Right now, they are only going to make sure bets. They are not going to roll the dice on anything. The second big trend is medical debt. You don’t generally ask for medical debt. You’ll fill out an auto loan or credit card application, but nobody fills out a Billy broke his arm application. That bill comes out of nowhere and you may or may not be expecting it or pay for it.

Your insurance may haggle, you may owe money, and you find out after six months that that bill is already in collections. There are some new regulations coming down. The administration is doing some good things here, and I’m not totally against them. There are going to be some changes to your credit report as to what gets counted into your FICO score and on your credit report at all-around medical debt, medical collections, and such. Be on the lookout for that.

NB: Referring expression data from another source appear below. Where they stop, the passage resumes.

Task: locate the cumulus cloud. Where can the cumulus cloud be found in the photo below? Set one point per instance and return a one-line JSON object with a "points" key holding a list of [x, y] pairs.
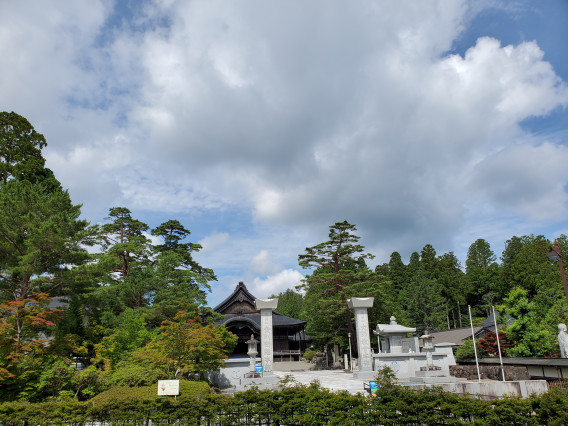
{"points": [[213, 241], [261, 263], [277, 283], [299, 116]]}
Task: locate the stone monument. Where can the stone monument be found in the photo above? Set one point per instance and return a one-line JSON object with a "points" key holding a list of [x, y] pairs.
{"points": [[265, 306], [360, 306], [563, 340]]}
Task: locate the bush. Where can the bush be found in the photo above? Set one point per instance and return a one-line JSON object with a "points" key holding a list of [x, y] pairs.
{"points": [[309, 354]]}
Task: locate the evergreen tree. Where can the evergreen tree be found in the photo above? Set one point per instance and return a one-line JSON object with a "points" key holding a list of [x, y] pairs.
{"points": [[428, 261], [340, 264]]}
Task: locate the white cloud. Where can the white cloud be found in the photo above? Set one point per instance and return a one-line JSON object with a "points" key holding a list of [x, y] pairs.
{"points": [[299, 117], [262, 264], [214, 241], [274, 284]]}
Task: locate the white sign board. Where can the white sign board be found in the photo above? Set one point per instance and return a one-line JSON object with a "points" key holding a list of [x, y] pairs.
{"points": [[168, 387]]}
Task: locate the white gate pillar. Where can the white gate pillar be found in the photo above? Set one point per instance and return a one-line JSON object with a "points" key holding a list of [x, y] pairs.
{"points": [[266, 336], [360, 306]]}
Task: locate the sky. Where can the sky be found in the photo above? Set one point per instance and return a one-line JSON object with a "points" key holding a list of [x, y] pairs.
{"points": [[260, 124]]}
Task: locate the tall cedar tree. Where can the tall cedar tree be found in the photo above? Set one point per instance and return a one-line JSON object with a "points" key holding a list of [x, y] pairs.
{"points": [[337, 264], [41, 241]]}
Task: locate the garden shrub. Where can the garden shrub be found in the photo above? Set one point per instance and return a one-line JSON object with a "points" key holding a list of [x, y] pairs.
{"points": [[294, 405]]}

For those people with medical debt above the limits, you are going to see about a 25% increase in your FICO scores. You will see some improvement because you are being punished for something that wasn’t your fault. I don’t know if you’ve ever been to an emergency room. With the mess that insurance and bill pay, you’ll get a bill four months later from some doctor that walked by your room that decided to bill you $100, and it’s already in collections.

It’s that craziness that this is addressing. There’s a change coming in July of 2022. There’s a change coming in early 2023. If you are using the FICO 9, FICO 10, or 10T Score that already made some changes in medical debt, older scores like the one Fannie and Freddie use in that, the new ones do account for it. Once that data is off your credit report, every FICO score will reflect that. That’s one of the bigger changes in 2022. It’s what everybody is asking about.

It’s thrilling to be here and see you again personally. We are like brothers from different mothers because there’s so much synergy.

We are both enthusiastic about small business owners. I love small business owners, and I hate to see them fail. The last years broke my heart. You can tell those that were weakened got stronger, and they figured it out. Let this keep figuring it out for you. Solve one problem, then another problem, and get to that fundability level and get fundable.